I'm hoping to be able to drive a motor sinusoidally, or more generally, I hope to be able to put some input mathematical function (sine, sawtooth wave, square wave) and have a motor reproduce that motion. I'm wondering if this is possible with a servo motor and Arduino. I need this to be quite accurate and was just curious if Arduino had the capabilities to produce these motions accurately with a servo motor.
Sorry if this has previously been asked I couldn't find a suitable answer searching.
Well, I want the rotation to be sinusoidal. Similar to the sweep example given with the Arduino but I want to accurately define the position/velocity of the rotation by varying the signal sent to the servo.
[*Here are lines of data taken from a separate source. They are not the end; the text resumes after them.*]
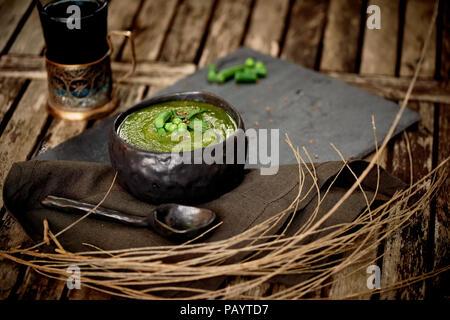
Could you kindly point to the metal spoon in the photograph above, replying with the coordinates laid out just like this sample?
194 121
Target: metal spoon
172 221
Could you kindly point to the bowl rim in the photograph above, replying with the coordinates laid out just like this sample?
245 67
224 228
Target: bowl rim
173 96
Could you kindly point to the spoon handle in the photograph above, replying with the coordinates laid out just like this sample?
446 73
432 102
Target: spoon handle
73 206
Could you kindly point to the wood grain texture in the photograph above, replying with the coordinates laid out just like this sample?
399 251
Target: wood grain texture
185 36
11 12
30 40
307 22
353 279
152 23
121 17
266 26
227 29
441 242
21 66
16 144
417 18
382 40
414 238
166 73
340 44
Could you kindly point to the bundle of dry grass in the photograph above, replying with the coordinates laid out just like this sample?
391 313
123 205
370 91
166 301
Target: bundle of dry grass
143 273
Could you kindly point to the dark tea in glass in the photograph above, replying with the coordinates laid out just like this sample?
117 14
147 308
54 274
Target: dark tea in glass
75 31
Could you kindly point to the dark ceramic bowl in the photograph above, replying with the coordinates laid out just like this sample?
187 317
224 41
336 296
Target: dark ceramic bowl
162 177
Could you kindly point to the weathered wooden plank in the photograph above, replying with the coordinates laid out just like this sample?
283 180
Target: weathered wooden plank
226 30
417 18
30 40
166 73
381 40
152 24
307 21
413 239
266 26
353 279
340 44
16 144
148 73
441 252
22 123
185 36
37 287
11 12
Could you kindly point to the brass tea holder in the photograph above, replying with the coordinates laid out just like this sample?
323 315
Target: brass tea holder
85 91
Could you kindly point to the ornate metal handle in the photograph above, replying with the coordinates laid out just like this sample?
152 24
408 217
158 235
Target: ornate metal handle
130 36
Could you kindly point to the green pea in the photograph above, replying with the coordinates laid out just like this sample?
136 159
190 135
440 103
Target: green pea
182 127
159 123
249 62
177 120
261 69
226 74
162 118
170 127
212 73
162 132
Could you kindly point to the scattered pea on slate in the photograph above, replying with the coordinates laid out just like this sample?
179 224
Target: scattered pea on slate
250 72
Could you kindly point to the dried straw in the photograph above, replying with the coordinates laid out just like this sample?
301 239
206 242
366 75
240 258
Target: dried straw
142 273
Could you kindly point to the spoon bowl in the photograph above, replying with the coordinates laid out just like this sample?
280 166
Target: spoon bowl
173 221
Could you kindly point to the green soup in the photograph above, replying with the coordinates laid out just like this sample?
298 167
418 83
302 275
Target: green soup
139 130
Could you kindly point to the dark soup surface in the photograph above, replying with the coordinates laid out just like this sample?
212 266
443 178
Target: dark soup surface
177 126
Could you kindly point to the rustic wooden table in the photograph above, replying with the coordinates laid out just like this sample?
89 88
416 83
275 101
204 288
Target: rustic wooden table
174 37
Basically I want to make a rigid panel rotate back and forth (think of a fish fin swimming, it oscillates back and forth to propel the fish forward), and want the servo to provide this motion. I want the motion of this oscillation to be accurately defined by mathematical functions to mimic things like sine, sawtooth, and square waves.
FWIW
If the servo was providing the up and down motion of the "fin" - say the Y axis, wouldn't the wave shape depend on speed that the "fish" was moving? (say the X axis).
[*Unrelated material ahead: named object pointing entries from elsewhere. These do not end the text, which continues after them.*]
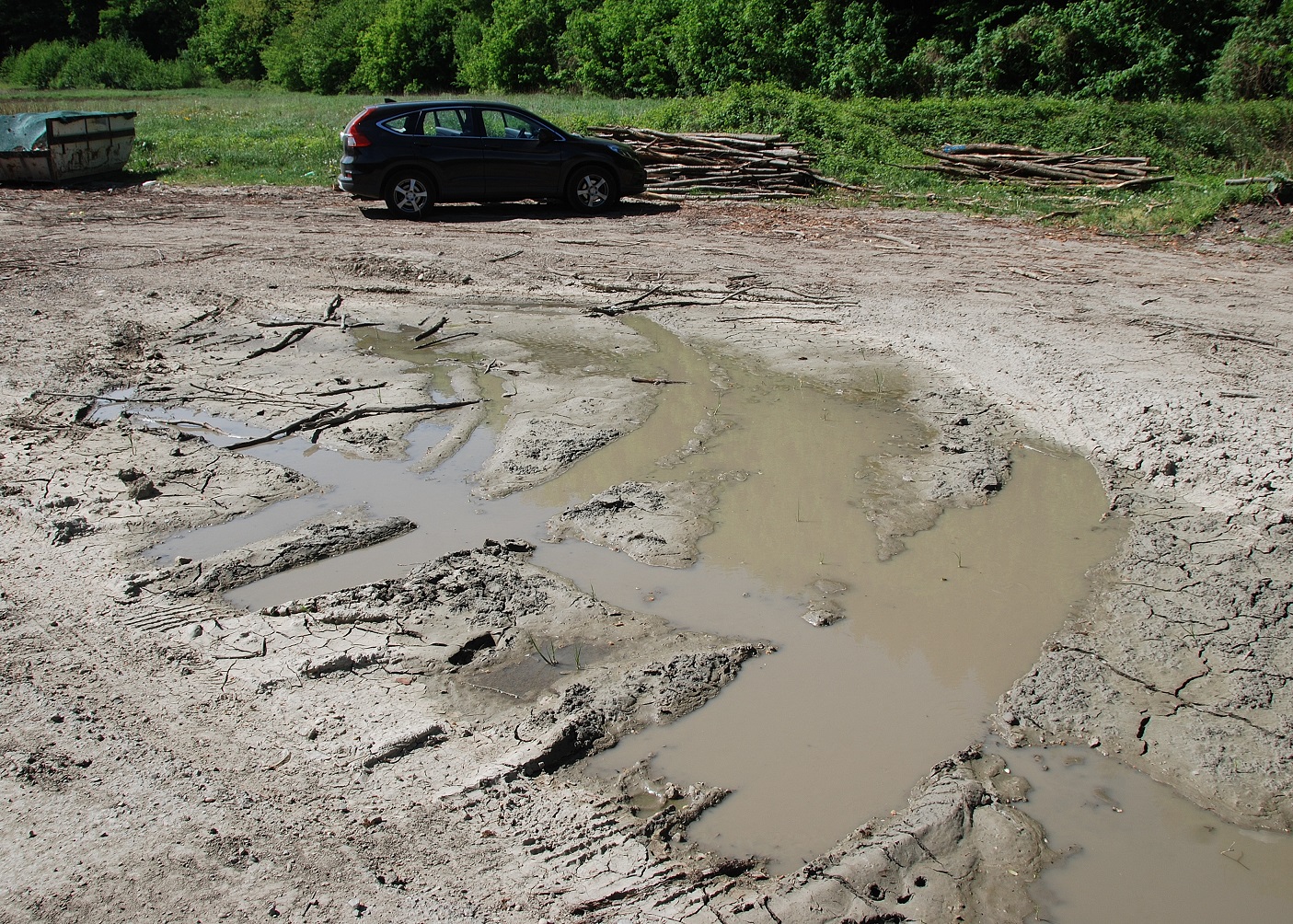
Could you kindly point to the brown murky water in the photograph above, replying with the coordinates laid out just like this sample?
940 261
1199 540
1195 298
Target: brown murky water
1140 853
836 726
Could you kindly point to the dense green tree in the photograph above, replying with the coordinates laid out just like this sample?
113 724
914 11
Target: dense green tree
519 45
1257 63
409 47
232 34
317 48
622 48
162 28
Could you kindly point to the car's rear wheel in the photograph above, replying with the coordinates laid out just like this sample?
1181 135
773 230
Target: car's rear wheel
591 189
409 192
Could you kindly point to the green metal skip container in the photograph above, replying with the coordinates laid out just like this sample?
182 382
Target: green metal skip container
54 146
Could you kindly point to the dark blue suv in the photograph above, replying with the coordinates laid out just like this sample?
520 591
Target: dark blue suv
414 154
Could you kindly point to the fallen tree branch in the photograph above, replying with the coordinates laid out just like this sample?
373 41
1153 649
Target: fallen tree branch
377 411
431 331
784 317
290 429
295 336
445 341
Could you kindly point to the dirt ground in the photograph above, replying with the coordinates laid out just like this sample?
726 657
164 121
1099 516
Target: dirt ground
168 757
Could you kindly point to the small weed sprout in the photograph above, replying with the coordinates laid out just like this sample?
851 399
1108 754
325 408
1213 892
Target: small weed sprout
549 655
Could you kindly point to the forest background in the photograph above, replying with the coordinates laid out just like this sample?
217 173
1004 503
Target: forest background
1111 50
235 92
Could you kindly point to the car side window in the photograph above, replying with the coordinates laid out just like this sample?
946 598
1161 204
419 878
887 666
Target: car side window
402 124
446 123
500 124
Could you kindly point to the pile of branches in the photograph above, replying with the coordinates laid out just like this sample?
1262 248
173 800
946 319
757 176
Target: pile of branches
722 166
1041 168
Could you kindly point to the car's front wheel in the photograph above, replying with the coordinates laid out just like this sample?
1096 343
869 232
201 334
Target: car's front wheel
591 189
410 194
I'd guess it's quite possible to control a servo to generate the Y axis for an expected, or measured X axis.
Yes, I'm effectively trying to dictate the y-axis in your example BroHogan, I'm just not sure how accurate Arduino would be in being able to do this with a servo motor. Thanks!
From what I know about servos, they have varying increments that they are rated for, the more increments the more accurate the servo. The arduino should be able to provide very accurate signals with the right hardware/ software but the accuracy will only be as good as your servo. Out of curiosity, what exactly is this for? You mentioned fish, are you making a robot fish or was that just an example?
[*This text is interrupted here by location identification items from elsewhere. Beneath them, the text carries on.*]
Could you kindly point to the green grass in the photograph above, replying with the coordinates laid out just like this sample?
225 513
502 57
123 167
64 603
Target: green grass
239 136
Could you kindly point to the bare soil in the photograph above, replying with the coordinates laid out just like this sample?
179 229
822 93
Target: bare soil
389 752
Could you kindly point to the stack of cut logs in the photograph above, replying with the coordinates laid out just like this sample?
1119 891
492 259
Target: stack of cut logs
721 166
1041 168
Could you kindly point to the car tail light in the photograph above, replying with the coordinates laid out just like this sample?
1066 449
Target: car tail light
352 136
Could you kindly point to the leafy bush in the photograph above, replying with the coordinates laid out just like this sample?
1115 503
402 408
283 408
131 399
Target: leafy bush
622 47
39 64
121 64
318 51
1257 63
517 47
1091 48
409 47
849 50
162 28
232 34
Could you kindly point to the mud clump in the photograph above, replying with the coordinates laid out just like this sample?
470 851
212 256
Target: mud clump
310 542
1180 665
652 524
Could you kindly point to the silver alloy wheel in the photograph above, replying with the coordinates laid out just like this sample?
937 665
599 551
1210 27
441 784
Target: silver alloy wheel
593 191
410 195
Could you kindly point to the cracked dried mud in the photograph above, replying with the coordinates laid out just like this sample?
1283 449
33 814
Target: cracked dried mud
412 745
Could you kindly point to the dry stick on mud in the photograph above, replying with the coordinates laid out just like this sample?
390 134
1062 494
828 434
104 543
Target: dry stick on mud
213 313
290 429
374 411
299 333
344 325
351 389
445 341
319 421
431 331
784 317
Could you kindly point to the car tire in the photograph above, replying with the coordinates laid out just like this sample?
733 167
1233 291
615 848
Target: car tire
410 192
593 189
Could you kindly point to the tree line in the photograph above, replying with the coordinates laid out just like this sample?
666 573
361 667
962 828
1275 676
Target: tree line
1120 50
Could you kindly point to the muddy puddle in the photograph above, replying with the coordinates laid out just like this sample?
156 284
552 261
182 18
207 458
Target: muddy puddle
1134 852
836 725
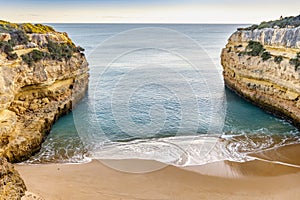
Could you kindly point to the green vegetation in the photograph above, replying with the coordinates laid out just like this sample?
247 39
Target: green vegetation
35 28
7 27
256 49
266 55
18 34
33 56
278 59
281 23
7 48
60 51
296 61
56 51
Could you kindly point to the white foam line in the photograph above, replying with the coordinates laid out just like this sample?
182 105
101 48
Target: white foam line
275 162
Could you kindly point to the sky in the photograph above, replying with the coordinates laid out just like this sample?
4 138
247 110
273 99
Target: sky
146 11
In principle any linear servo could be used to generate any waveform one desired for a X vs time chart type application. Limits to resolution and speed would have to be researched if they would meet the applications requirements.
Here's a small function I use to generate a sine wave with a digital to analog converter (DAC).
uint16_t sin_wave[128];
void setup()
{
for (int16_t i = 0; i < 128; i++)
{
float angle = TWO_PI * i / 128;
int16_t val = sin(angle) * (2048 - 1);
val += 2048;
sin_wave[i] = val;
}
}
128 is the number of steps (the granularity of your sine wave). 2048 is the waveform zero point offset.
The next step is to pass these values in a sweep from 0 to 127 to the output with an appropriate delay between each step. You could use a similar technique for just about any waveform. Either pre compute the steps or just compute and feed the values directly to your output as you go.